Is it possible for scientists to uncover data showing that we, Sapiens, are on the way to split into two species? The short answer is “it depends”.
Pace of Evolution and Genetic Measure
Here is what we should expect if Homo sapiens will gradually evolve into post-Sapiens species.
The mitochondrial DNA difference from typical variation within the Sapiens population should increase from 0.1% to 1.0% in 300 thousand years. In demography, the average time between two consecutive human generations ranges from 22 to 33 years. We will assume that it is 30 years. Our scientists would need 300,000 / 30 = 10,000 generations of people to be able to robustly confirm the emergence of new human species.
The picture would be different if (a) punctuated equilibrium theory is valid, and (b) the estimate of 10 – 50 thousand years, as a transition time of rapid evolution into the next human species, is also true. Both are big IFs.

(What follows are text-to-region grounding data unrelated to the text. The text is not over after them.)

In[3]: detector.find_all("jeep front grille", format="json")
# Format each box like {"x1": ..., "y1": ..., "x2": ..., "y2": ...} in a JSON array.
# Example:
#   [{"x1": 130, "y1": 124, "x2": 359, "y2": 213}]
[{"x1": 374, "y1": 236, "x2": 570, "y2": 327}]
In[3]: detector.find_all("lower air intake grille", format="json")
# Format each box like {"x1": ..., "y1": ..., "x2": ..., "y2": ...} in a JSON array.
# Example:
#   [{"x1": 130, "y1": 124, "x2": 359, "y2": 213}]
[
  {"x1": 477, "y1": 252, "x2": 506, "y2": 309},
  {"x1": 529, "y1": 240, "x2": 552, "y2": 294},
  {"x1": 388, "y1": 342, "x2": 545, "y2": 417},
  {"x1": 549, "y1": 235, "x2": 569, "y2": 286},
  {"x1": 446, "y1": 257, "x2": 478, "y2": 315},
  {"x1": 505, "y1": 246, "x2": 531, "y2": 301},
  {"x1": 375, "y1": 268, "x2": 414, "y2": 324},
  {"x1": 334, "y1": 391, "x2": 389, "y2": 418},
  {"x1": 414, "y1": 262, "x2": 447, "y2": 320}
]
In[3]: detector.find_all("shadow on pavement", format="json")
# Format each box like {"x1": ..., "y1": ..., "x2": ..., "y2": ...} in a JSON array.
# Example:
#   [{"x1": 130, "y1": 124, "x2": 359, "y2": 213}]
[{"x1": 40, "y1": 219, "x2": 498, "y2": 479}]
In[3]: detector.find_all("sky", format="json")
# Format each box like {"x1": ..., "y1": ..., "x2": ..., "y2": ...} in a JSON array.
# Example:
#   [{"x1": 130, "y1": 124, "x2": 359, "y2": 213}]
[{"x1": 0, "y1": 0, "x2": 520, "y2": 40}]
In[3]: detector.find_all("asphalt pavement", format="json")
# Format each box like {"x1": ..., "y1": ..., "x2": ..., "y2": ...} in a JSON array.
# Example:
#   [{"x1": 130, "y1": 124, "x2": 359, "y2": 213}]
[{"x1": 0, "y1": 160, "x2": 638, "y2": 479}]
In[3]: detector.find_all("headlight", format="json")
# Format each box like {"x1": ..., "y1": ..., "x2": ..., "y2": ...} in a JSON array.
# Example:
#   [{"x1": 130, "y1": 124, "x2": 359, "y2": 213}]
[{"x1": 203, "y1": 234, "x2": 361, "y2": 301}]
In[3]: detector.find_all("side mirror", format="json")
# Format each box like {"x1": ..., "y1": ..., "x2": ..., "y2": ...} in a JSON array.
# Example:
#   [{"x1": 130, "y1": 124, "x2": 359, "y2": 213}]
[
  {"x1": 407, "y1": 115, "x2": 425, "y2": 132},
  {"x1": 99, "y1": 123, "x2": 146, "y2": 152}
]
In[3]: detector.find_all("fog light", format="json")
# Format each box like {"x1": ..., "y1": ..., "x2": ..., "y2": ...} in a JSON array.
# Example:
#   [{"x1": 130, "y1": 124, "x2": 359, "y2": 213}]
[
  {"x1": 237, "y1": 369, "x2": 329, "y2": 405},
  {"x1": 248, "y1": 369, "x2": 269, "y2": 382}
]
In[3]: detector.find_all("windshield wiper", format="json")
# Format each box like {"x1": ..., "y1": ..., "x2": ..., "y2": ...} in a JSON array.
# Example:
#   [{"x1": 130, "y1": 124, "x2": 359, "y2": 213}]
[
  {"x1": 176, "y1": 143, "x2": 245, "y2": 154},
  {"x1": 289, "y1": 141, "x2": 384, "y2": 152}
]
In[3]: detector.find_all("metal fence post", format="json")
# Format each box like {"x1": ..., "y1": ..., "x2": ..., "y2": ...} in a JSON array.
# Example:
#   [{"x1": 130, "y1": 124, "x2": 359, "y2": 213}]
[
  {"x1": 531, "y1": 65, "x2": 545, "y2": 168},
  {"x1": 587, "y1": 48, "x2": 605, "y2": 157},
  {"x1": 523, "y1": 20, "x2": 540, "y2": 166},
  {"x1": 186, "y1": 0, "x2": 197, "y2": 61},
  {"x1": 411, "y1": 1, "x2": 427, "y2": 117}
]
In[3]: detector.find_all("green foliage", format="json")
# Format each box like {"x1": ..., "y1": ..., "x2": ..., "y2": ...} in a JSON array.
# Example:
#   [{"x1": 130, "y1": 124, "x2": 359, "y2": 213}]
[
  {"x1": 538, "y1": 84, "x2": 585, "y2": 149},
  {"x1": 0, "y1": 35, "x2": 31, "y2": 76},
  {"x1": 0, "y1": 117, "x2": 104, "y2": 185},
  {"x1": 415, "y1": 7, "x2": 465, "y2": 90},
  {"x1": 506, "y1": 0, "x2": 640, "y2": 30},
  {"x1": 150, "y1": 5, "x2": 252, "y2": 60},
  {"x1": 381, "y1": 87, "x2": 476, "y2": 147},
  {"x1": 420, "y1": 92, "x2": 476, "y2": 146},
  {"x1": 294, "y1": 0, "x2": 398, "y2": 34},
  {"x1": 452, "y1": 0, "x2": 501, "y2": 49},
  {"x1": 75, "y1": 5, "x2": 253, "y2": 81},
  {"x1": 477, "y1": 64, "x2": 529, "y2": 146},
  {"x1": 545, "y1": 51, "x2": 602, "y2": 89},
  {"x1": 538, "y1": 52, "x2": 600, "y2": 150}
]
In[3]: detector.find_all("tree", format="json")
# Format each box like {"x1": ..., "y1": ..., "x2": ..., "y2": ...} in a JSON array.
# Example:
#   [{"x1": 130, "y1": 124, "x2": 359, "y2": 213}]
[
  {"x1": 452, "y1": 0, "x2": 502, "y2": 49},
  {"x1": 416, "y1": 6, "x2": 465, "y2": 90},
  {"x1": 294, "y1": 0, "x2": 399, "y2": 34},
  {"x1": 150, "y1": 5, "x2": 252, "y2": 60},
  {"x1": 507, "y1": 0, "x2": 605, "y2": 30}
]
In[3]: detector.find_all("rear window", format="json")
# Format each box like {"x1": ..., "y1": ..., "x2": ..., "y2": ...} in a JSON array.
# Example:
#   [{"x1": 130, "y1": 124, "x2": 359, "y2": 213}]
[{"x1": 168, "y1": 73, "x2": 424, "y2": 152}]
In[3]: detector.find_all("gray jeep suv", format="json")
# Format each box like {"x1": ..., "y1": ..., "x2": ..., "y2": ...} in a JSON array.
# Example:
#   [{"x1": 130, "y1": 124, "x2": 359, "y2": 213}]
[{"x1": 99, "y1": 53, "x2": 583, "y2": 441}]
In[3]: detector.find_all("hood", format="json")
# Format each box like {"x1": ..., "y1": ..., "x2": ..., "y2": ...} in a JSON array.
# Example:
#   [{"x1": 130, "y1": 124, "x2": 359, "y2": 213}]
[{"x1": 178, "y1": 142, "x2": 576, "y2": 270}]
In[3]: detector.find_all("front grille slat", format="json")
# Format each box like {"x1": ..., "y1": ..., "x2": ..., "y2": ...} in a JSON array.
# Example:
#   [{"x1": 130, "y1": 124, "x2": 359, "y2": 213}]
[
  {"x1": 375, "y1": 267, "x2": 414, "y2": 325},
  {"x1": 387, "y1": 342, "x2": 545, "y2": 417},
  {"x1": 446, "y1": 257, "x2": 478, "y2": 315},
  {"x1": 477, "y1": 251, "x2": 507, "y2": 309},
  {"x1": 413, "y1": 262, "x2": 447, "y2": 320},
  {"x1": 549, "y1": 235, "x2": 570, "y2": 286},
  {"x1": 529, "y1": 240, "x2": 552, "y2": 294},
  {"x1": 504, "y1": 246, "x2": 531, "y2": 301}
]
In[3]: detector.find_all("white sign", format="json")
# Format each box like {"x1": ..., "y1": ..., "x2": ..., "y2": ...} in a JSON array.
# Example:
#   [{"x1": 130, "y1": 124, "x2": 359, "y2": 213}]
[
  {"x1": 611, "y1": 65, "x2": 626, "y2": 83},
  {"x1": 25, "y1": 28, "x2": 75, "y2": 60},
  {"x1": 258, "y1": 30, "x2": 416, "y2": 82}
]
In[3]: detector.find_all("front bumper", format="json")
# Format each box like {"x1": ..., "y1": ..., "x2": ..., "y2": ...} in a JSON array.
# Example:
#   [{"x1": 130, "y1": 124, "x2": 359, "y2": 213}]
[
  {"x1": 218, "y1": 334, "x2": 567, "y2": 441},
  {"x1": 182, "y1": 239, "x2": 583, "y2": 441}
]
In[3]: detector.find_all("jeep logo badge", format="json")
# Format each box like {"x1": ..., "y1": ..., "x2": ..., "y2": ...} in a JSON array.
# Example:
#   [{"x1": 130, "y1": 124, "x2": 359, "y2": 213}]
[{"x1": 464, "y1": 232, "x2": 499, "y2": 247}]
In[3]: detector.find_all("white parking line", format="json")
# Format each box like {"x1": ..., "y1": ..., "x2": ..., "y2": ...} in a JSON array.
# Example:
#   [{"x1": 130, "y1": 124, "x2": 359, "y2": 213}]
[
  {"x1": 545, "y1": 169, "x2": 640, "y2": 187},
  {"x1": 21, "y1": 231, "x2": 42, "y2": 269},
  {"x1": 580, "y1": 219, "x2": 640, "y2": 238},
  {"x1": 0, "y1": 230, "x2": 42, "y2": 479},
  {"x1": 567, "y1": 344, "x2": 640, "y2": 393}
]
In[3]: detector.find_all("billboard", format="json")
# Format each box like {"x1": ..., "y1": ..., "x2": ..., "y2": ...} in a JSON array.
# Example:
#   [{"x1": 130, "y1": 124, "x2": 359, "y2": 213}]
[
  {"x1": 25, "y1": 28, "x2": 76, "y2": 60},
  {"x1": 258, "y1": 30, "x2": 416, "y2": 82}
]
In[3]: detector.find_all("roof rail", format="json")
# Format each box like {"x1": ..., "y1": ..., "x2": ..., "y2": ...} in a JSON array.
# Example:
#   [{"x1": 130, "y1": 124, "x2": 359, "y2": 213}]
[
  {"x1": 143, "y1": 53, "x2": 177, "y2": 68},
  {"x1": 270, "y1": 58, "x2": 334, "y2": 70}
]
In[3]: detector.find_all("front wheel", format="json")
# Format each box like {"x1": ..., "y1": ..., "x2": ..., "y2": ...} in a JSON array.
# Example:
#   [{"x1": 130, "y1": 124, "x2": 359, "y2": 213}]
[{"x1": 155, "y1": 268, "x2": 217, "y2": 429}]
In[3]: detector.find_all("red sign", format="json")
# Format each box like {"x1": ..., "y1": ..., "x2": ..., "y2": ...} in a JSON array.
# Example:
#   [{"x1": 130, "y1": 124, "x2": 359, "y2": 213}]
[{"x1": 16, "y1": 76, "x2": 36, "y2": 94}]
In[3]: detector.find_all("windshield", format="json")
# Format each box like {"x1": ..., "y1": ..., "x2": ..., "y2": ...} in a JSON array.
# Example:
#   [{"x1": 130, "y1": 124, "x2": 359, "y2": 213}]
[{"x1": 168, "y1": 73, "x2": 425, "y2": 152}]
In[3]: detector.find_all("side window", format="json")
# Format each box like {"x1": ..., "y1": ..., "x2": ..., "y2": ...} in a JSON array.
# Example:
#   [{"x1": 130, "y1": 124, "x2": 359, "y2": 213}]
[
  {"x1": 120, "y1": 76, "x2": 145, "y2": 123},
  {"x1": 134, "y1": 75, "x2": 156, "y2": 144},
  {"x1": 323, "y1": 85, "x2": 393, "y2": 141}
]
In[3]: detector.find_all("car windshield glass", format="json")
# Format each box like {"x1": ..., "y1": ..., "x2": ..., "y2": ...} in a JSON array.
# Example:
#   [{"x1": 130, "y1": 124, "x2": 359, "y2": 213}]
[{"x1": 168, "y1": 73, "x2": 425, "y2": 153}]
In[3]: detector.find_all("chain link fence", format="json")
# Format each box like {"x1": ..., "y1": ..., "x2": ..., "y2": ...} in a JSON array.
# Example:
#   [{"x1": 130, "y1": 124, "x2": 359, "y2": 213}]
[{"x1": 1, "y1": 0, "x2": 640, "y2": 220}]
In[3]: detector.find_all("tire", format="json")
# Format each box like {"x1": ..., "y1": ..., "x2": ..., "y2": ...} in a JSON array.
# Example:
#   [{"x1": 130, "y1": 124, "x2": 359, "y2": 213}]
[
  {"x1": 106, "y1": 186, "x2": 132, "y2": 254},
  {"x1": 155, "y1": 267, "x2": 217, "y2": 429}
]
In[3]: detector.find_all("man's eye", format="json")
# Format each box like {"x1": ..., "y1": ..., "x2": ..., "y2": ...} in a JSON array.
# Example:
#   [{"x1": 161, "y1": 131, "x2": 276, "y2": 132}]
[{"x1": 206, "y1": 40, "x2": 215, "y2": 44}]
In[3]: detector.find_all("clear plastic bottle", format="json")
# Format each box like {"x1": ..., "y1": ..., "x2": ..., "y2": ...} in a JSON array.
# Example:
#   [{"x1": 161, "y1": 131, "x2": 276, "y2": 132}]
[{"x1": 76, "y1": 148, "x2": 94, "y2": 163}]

If both assumptions are correct, then an increase from 0.1% to 1.0% in the mitochondrial DNA difference from typical variation within the Sapiens population should happen in 10 – 50 thousand years. That is within 270 – 1667 generations of people. Therefore, we should not expect any quantifiable data within several or even tens of generations of people’s lives.
That leaves us with this outcome. Any quantifiable by genetics proof that Sapiens evolution is on the way to produce new species is, probably, doomed within many generations, or tens of generations of humans, to come.
On the other hand, we should be happy that our history is still a history of just one species, Homo sapiens. At least, for now.